I strongly advice against this, Java trying to GC rather than immediately throwing an OutOfMemoryException makes far much more sense - don't make your application fall over unless every alternative has been exhausted.
If your application is running out of memory, you should be increasing your max heap size or looking at it's performance in terms of memory allocation and seeing if it can be optimised.
Some things to look at would be:
Use weak references in places where your objects would not be required if not referenced anywhere else.
Don't allocated larger objects than you need (ie storing a huge array of 100 objects when you are only going to need access to three of them through the array lifecycle), or using a long datatype when you only need to store eight values.
Don't hold onto references to objects longer than you would need!
Edit: I think you misunderstand my point.

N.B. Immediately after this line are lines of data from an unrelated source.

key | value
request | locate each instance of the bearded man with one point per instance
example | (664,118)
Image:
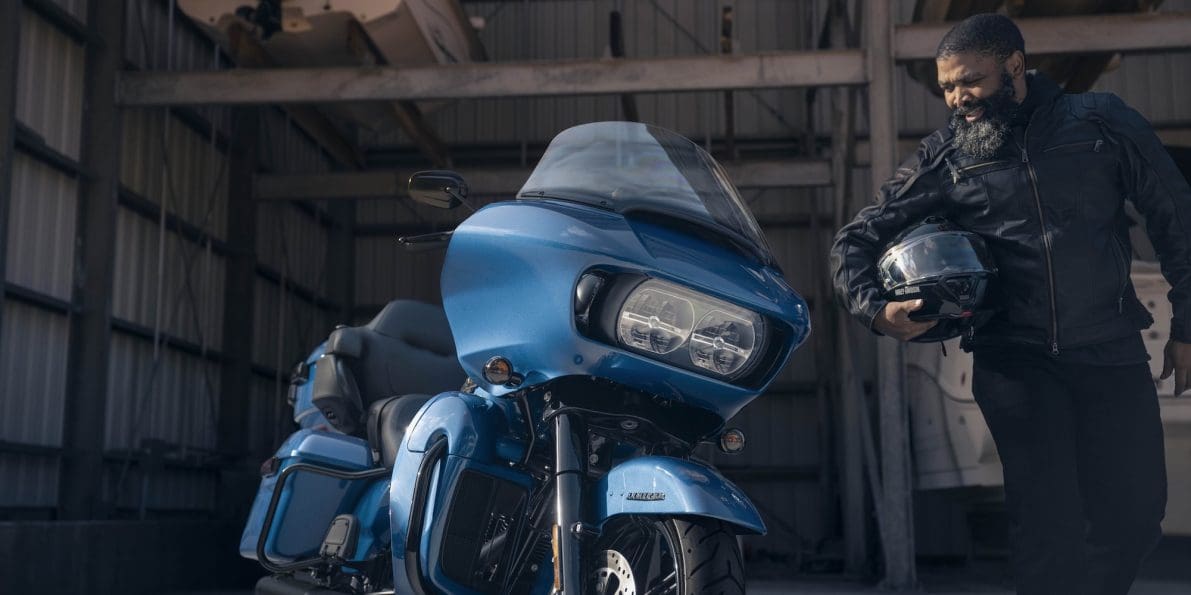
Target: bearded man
(1060,370)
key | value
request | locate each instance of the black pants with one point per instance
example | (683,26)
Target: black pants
(1085,478)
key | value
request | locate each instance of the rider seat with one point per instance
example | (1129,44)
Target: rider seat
(387,421)
(407,349)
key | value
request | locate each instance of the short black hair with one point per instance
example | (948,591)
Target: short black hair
(989,35)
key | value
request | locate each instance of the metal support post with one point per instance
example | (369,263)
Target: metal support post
(236,377)
(849,398)
(897,512)
(10,50)
(91,325)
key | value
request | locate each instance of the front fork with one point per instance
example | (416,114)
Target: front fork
(568,481)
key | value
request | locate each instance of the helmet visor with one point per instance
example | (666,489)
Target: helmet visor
(934,256)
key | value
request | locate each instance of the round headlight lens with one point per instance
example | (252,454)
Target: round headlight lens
(655,320)
(723,343)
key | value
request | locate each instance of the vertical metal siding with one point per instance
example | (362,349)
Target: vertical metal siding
(41,227)
(78,8)
(578,30)
(385,271)
(32,394)
(184,168)
(175,401)
(195,318)
(49,82)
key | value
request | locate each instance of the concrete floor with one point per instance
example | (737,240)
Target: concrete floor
(841,588)
(847,588)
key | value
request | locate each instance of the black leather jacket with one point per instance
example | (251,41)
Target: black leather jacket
(1051,208)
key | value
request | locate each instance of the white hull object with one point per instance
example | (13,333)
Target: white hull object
(348,32)
(951,440)
(952,444)
(313,32)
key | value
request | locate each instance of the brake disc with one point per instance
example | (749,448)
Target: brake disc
(612,575)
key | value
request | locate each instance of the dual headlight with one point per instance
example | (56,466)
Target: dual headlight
(683,327)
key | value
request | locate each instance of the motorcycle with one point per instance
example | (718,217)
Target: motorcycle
(608,321)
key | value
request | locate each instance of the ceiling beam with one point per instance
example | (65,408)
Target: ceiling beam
(492,80)
(1067,35)
(1052,35)
(248,52)
(506,181)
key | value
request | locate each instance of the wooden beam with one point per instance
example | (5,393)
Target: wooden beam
(506,181)
(248,52)
(493,80)
(1067,35)
(91,326)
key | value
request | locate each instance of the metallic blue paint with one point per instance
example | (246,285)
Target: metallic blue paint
(509,283)
(307,501)
(690,489)
(475,427)
(507,287)
(306,415)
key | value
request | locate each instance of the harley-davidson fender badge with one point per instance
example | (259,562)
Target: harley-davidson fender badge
(647,496)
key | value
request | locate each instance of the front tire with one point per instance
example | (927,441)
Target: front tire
(665,556)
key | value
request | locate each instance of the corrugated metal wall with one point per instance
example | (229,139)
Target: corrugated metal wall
(579,30)
(170,281)
(784,426)
(39,258)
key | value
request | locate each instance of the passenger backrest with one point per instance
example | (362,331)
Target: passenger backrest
(406,348)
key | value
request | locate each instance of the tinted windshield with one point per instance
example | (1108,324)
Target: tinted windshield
(629,167)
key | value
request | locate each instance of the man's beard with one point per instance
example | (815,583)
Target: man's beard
(983,138)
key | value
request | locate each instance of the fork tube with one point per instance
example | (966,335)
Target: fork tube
(568,475)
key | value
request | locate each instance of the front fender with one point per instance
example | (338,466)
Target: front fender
(672,487)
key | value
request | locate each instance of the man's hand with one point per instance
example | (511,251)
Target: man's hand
(1177,358)
(895,321)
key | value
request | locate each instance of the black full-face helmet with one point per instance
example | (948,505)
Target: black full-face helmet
(947,268)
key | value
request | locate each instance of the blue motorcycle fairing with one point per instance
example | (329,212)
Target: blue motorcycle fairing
(671,487)
(512,254)
(476,432)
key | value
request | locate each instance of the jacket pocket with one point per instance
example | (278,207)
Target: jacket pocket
(1093,145)
(979,169)
(1121,258)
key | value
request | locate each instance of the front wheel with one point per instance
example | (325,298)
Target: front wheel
(665,556)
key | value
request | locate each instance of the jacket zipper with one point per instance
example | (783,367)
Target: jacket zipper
(960,173)
(1046,244)
(1118,251)
(1095,144)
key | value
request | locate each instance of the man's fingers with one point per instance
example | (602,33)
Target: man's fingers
(917,329)
(903,308)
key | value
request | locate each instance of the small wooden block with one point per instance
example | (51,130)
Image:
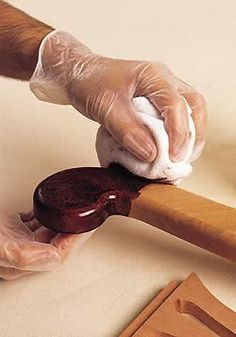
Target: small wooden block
(187,309)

If you accidentally leave a live reference to an object that no longer needs to be used it will obviously still not be garbage collected. This is nothing to do with nulling just incase - a typical example to this would be using a large object for a specific purpose, but when it goes out of scope it is not GC because a live reference has accidentally been left elsewhere, somewhere that you don't know about causing a leak. A typical example of this would be in a hashtable lookup which can be solved with weak references as it will be eligible for GC when only weakly reachable.
Regardless these are just general ideas off the top of my head on how to improve performance with memory allocation. The point I am trying to make is that asking how to throw an OutOfMemory error quicker rather than letting Java GC try it's best to free up space on the heap is not a great idea IMO. Optimize your application instead.
Well, turns out, there is a solution since Java8 b92:
-XX:+ExitOnOutOfMemoryError
When you enable this option, the JVM exits on the first occurrence of an out-of-memory error. It can be used if you prefer restarting an instance of the JVM rather than handling out of memory errors.
-XX:+CrashOnOutOfMemoryError
If this option is enabled, when an out-of-memory error occurs, the JVM crashes and produces text and binary crash files (if core files are enabled).
A good idea is to combine one of the above options with the good old -XX:+HeapDumpOnOutOfMemoryError
I tested these options, they actually work as expected!